“There is definitely no woman who would say that she has never heard a stupid saying. She has experienced that someone might want to hug her when she didn’t want to. Or someone might want to press a kiss on her cheek, even though she doesn’t want it. Or even worse,” Ingrid Lauterbach told DW.
The President of the German Chess Federation (DSB), who is an International Champion herself, has been playing in international tournaments for decades. Although she has never experienced a physical assault herself, she knows the typical sayings. Like the rest of the chess world, the DSB is called upon to tackle this problem: sexism. It’s everywhere. And chess also had its very own #MeToo moment at the beginning of August.
Those affected from the chess world addressed the public with an “open letter” to demand changes: “We, chess players, coaches, referees and managers, have experienced sexist or sexual violence carried out by chess players, coaches, referees or managers.” , the letter says. Over a hundred women from all over the world signed this letter – including the German international Annmarie Mutsch. She recently told the news magazine “Spiegel” that she had even canceled important tournaments because she had met certain men there that she would rather not meet.
Is chess particularly dangerous for women in this regard? “Of course I was once hit on at a chess tournament. Maybe that was a bit unpleasant. But I wouldn’t classify it as sexual harassment,” says Josefine Heinemann, grandmaster and active spokesperson for the DSB. Above all, this didn’t just happen to her in chess, but also in normal life outside of this sport. Sexual violence is a problem for society as a whole, not a chess-specific problem.
Unusual constellations on the board
But something is different in chess: women are a minority there, their share is only ten percent. There are all-women’s tournaments, but if you want to play in top-level sport as a woman, you also have to take part in mixed tournaments in order to progress. And only in chess do girls sit opposite an older man in a competitive situation. And that can lead to irritation for the other person if the younger woman wins. “Especially when older men lose to smaller girls, there is often a comment,” says Heinemann.
However, the grandmaster sees a greater danger beyond the board: “From my point of view, there are a lot of stupid comments on the Internet. I find what I read very shocking.” Anonymity on the Internet contributes a lot to this because the inhibition threshold drops. DSB President Lauterbach also believes that modern communication channels make it easier to establish unwanted contact. On the other hand, the Internet is also the place where those affected are now fighting back.
Shahade is the first
Women no longer want to remain silent. It started in February when Jennifer Shahade, two-time US champion and influential chess author from the United States, posted the following on X: “Time is up”. There she described how she had experienced “sexual misconduct” at the hands of chess grandmaster Alejandro Ramirez.
Within minutes, many women responded that they had experienced something similar. A man also tweeted that he had witnessed Ramirez assaulting young women – and that he didn’t know any better in 2011. At this point, various abuse scandals had already caused a stir around the world. But apparently no one noticed anything about chess?
“Since I signed the letter, I’ve thought more about the incidents I’ve experienced. I’ve remembered so many things that I wasn’t even aware of before,” said Mutsch. Maybe because it was so commonplace?

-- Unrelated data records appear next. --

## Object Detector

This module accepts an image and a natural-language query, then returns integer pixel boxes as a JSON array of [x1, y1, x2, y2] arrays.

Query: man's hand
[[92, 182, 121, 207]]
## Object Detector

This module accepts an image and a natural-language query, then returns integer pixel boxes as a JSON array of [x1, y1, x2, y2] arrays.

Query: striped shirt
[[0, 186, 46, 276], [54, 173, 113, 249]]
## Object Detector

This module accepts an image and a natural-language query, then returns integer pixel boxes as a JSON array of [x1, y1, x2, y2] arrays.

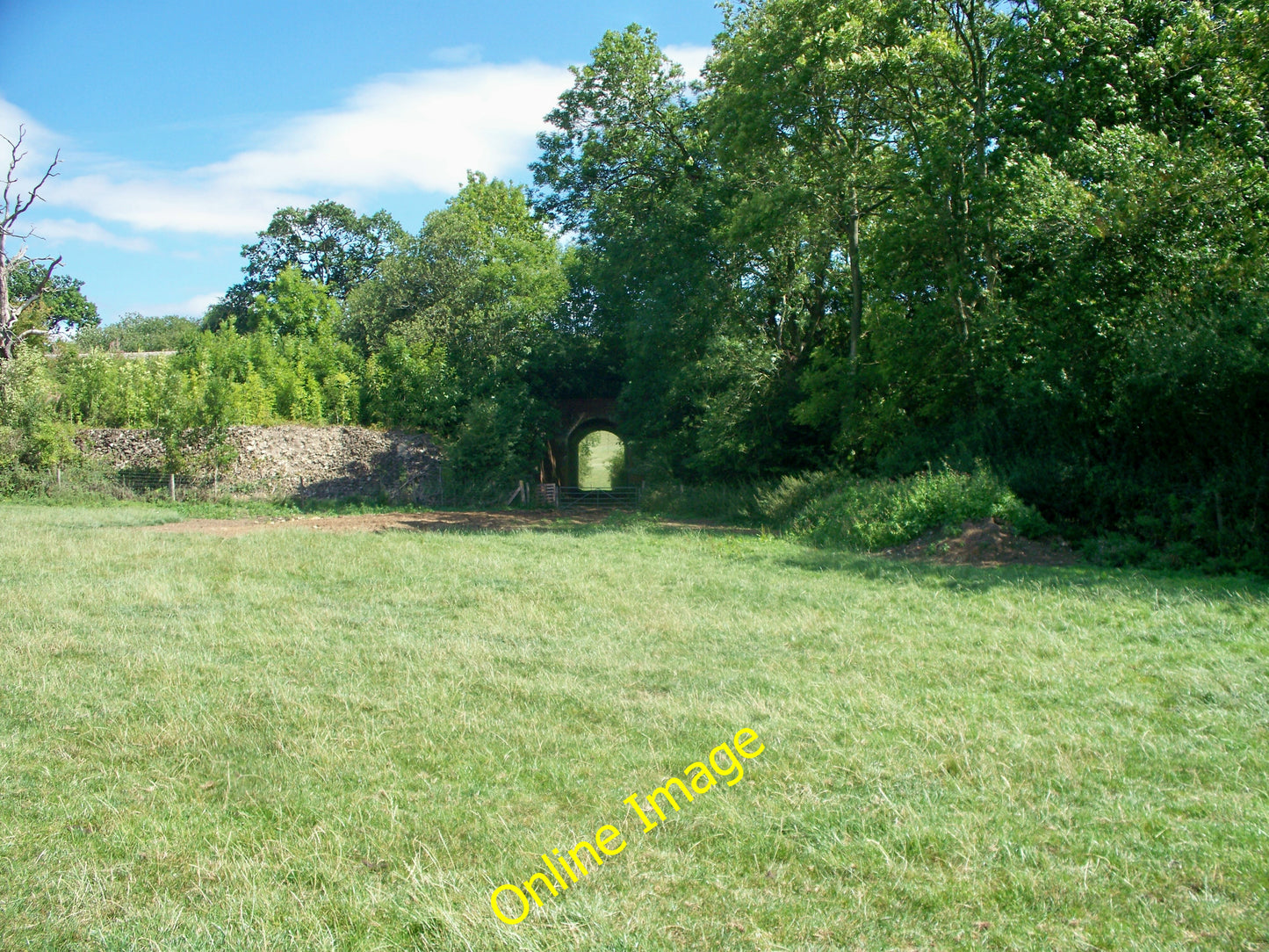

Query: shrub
[[768, 465, 1049, 550]]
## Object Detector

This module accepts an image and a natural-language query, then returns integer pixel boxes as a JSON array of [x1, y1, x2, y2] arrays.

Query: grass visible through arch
[[0, 505, 1269, 949]]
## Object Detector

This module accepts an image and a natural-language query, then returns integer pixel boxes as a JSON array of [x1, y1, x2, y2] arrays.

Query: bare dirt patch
[[878, 519, 1080, 569], [151, 508, 750, 537]]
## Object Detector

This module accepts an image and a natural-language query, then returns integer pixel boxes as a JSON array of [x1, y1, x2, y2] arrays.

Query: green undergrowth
[[648, 467, 1050, 551]]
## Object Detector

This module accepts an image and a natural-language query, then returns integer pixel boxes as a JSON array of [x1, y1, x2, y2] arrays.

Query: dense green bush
[[645, 465, 1052, 551], [764, 467, 1047, 550]]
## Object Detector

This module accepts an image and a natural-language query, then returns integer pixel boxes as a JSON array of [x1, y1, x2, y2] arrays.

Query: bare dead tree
[[0, 126, 62, 360]]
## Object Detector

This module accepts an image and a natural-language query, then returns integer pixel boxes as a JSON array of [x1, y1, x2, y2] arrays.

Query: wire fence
[[7, 467, 644, 510], [16, 467, 445, 508]]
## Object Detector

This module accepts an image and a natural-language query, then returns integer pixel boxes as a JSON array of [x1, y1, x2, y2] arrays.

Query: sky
[[0, 0, 722, 322]]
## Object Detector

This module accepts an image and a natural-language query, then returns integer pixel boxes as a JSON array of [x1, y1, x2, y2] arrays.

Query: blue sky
[[0, 0, 721, 321]]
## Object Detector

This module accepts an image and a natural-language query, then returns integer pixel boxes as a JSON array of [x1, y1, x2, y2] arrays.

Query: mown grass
[[0, 505, 1269, 949]]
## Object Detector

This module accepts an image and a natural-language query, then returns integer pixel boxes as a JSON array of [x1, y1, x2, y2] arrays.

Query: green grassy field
[[0, 505, 1269, 949]]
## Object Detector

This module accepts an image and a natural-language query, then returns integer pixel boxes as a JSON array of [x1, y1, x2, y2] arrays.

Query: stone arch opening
[[568, 420, 625, 490]]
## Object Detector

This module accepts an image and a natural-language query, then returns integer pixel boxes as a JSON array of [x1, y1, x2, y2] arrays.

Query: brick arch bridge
[[541, 397, 625, 487]]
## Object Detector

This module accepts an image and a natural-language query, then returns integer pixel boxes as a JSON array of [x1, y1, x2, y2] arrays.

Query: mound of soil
[[878, 519, 1080, 569]]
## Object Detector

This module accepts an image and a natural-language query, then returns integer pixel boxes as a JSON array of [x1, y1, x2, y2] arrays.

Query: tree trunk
[[847, 188, 864, 373]]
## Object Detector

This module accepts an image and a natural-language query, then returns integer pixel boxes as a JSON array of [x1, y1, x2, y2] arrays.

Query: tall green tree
[[205, 200, 405, 330]]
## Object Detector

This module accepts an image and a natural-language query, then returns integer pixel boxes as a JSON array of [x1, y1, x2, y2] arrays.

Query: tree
[[0, 126, 62, 360], [75, 314, 199, 353], [205, 200, 405, 331]]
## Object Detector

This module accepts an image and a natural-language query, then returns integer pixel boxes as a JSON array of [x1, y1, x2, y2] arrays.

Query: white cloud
[[662, 45, 713, 82], [49, 62, 573, 236], [431, 43, 479, 66], [0, 97, 62, 194], [119, 291, 223, 317], [32, 219, 155, 251]]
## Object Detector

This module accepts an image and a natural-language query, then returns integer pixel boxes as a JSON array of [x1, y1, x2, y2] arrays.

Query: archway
[[570, 431, 625, 490], [539, 397, 628, 488]]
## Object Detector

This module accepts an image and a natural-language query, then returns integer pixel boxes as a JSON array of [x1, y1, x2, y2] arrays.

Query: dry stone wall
[[75, 425, 442, 500]]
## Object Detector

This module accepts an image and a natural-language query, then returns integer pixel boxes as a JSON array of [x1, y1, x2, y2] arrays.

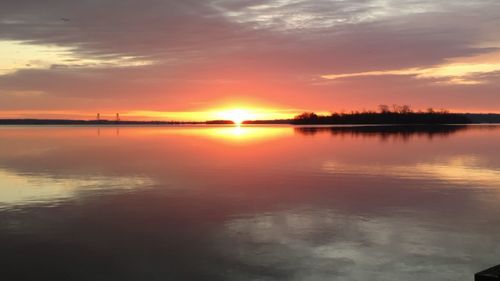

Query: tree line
[[292, 104, 471, 124]]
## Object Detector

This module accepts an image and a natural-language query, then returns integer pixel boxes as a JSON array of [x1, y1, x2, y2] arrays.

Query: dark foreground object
[[474, 265, 500, 281]]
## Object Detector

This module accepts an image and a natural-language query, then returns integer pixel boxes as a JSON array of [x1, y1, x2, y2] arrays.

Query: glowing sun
[[219, 109, 254, 125]]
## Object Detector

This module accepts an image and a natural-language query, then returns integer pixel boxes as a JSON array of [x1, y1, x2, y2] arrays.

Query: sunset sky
[[0, 0, 500, 120]]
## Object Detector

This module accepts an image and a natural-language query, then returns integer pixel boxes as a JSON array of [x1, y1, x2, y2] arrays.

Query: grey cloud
[[0, 0, 500, 111]]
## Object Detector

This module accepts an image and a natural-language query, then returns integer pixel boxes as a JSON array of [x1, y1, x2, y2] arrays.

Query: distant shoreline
[[0, 113, 500, 125]]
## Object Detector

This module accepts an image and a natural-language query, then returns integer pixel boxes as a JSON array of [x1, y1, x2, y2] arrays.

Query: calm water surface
[[0, 126, 500, 281]]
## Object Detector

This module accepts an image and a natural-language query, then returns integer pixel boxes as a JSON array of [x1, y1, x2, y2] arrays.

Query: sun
[[219, 109, 254, 125]]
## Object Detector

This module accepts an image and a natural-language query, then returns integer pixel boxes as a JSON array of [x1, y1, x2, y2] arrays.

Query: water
[[0, 126, 500, 281]]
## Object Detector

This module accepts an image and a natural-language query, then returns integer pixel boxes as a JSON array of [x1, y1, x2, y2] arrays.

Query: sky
[[0, 0, 500, 120]]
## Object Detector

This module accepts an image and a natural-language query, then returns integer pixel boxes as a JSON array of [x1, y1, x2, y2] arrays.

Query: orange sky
[[0, 0, 500, 120]]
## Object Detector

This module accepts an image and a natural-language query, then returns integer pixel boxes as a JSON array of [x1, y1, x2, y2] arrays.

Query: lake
[[0, 125, 500, 281]]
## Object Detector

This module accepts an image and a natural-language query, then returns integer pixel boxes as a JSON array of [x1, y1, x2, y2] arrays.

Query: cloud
[[0, 0, 500, 114], [321, 62, 500, 85]]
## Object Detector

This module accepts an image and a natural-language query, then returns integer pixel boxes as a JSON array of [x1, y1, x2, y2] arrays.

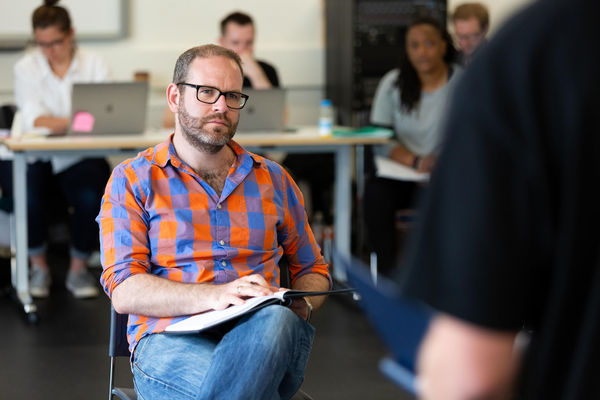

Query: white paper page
[[375, 156, 429, 182], [165, 291, 285, 332]]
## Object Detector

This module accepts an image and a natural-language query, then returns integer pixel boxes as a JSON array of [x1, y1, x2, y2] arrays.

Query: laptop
[[67, 82, 148, 135], [237, 88, 285, 133], [339, 253, 434, 395]]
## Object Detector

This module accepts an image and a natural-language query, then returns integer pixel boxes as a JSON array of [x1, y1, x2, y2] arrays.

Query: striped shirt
[[96, 135, 331, 351]]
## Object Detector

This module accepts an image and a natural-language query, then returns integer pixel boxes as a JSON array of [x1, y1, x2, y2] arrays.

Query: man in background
[[219, 12, 279, 89], [452, 3, 490, 66]]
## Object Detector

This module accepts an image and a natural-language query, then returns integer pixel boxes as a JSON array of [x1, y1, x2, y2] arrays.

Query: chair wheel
[[27, 312, 40, 325]]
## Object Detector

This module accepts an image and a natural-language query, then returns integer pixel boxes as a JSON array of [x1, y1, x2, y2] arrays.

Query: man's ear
[[167, 83, 181, 113]]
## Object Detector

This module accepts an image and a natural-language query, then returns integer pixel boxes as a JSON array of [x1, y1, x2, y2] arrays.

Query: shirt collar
[[152, 133, 266, 168]]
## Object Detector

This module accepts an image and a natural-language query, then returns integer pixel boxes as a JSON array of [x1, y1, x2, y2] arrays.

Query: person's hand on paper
[[207, 274, 277, 310], [417, 154, 437, 173]]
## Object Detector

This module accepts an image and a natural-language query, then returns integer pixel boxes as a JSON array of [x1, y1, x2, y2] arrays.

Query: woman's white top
[[14, 49, 110, 173]]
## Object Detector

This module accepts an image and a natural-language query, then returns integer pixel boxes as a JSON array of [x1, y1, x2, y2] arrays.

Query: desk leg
[[12, 153, 37, 320], [333, 146, 352, 283]]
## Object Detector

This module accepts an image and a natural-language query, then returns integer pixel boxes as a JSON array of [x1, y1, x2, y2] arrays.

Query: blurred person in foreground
[[402, 0, 600, 400], [452, 3, 490, 66]]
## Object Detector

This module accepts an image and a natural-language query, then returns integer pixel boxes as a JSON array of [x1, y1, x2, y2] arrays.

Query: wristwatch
[[303, 297, 312, 322]]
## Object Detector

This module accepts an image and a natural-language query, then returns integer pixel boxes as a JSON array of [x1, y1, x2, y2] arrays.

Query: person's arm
[[112, 273, 274, 317], [417, 314, 520, 400], [290, 273, 330, 319], [278, 167, 332, 319], [14, 58, 59, 133], [240, 53, 273, 89]]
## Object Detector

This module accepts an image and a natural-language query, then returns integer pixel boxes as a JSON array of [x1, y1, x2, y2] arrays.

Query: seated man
[[97, 45, 331, 399]]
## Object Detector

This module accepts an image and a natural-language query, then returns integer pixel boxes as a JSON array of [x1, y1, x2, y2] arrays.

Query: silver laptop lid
[[69, 82, 148, 135], [237, 88, 285, 133]]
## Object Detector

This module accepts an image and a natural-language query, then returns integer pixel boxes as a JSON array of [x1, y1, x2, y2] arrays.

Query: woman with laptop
[[363, 17, 460, 273], [0, 0, 110, 298]]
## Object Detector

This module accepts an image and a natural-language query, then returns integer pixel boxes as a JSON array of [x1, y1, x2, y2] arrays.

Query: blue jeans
[[133, 305, 315, 400]]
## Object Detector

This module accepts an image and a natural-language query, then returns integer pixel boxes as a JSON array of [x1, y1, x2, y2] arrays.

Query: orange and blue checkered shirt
[[96, 135, 331, 351]]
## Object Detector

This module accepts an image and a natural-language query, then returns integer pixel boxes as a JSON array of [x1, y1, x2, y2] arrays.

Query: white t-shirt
[[14, 49, 110, 173], [371, 66, 462, 156]]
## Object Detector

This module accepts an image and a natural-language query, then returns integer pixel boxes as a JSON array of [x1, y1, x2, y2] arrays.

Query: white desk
[[2, 127, 388, 315]]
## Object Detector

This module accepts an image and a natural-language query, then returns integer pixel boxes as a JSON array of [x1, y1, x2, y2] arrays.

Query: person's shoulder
[[14, 49, 45, 74], [113, 145, 158, 176], [77, 49, 106, 66]]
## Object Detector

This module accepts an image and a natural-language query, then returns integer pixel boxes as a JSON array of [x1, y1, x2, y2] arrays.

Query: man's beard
[[177, 101, 237, 154]]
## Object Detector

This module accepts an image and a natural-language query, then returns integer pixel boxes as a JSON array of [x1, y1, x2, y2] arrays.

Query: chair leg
[[108, 357, 115, 400]]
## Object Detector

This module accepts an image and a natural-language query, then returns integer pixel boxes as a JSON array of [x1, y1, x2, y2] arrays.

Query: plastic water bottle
[[319, 99, 333, 136]]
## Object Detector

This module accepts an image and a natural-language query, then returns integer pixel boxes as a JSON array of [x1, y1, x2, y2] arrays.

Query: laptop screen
[[237, 88, 285, 133], [68, 82, 148, 135]]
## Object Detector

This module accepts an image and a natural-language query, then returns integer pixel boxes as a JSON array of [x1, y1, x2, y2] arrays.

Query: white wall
[[0, 0, 530, 124]]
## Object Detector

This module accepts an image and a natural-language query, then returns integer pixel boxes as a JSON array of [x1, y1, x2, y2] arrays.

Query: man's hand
[[290, 297, 312, 321], [206, 274, 277, 310]]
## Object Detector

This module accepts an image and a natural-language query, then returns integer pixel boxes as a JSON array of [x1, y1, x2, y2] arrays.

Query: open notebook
[[165, 289, 353, 333]]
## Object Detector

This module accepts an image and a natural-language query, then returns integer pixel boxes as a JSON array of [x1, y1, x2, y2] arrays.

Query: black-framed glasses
[[33, 35, 68, 49], [178, 82, 250, 110]]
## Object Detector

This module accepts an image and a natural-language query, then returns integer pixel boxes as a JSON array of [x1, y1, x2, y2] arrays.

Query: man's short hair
[[452, 3, 490, 30], [173, 44, 244, 83], [221, 11, 254, 36]]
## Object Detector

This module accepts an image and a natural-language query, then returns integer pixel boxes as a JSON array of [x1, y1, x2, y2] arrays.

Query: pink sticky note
[[71, 111, 94, 132]]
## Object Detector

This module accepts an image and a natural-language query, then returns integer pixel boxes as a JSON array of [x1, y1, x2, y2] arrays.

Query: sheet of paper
[[375, 156, 429, 182], [165, 292, 284, 332]]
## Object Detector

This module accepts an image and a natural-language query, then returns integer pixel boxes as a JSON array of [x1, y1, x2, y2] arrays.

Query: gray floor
[[0, 250, 412, 400]]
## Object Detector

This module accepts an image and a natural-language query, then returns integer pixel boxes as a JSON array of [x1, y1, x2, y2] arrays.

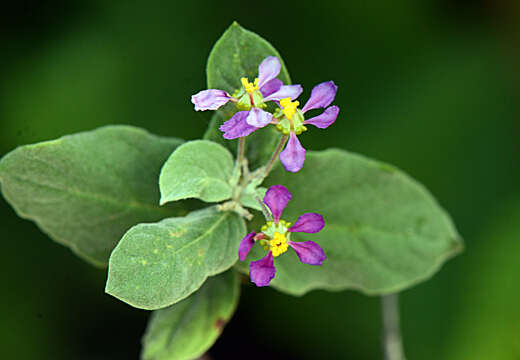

There is currently an initiative led by the American-Canadian chess player and influencer Alexandra Valeria Botez, who wants to create an anonymized, international database that stores all cases of sexual abuse in chess worldwide. Also because FIDE, the World Chess Federation, has not yet responded to this issue. There is also no contact point for those affected – the only contact person would be the ethics committee.
Ingrid Lauterbach, however, doubts that the Commission would be the right point of contact – and not just because it works very slowly. But because it would certainly be better to address those responsible directly on site. Overall, she hopes for more attention to this problem: “That we look even more. That referees also look. That coaches pay more attention.”
In the long term, it would be particularly important to increase the proportion of girls and women at all levels in order to then have more female referees and coaches. The DSB has been working on measures to prevent sexual violence in sport since 2021 and wants to further expand this concept. He names a contact person for this on his homepage. In Germany, however, the “Safe Sport Contact Point”, which is jointly supported by the federal government, the states and organized sport, provides direct contact with those affected.
Chess offers great opportunities for women
If girls and women stay away from chess, it is a loss for the sport. And a loss for women, who miss out on development opportunities. Especially since chess offers great opportunities for women and girls to do better at school or university, says DSB President Lauterbach. If it were possible to attract more girls and women to the sport of chess, it would of course first have to be ensured that they can feel safe.
Lauterbach relies on education at the grassroots level, where awareness of the problem is not yet sufficient. And: It must be clear to all perpetrators that their behavior will not be tolerated. “I think we have to get to the point where the deterrence becomes so high that no one can afford to do this anymore,” said the President of the DSB.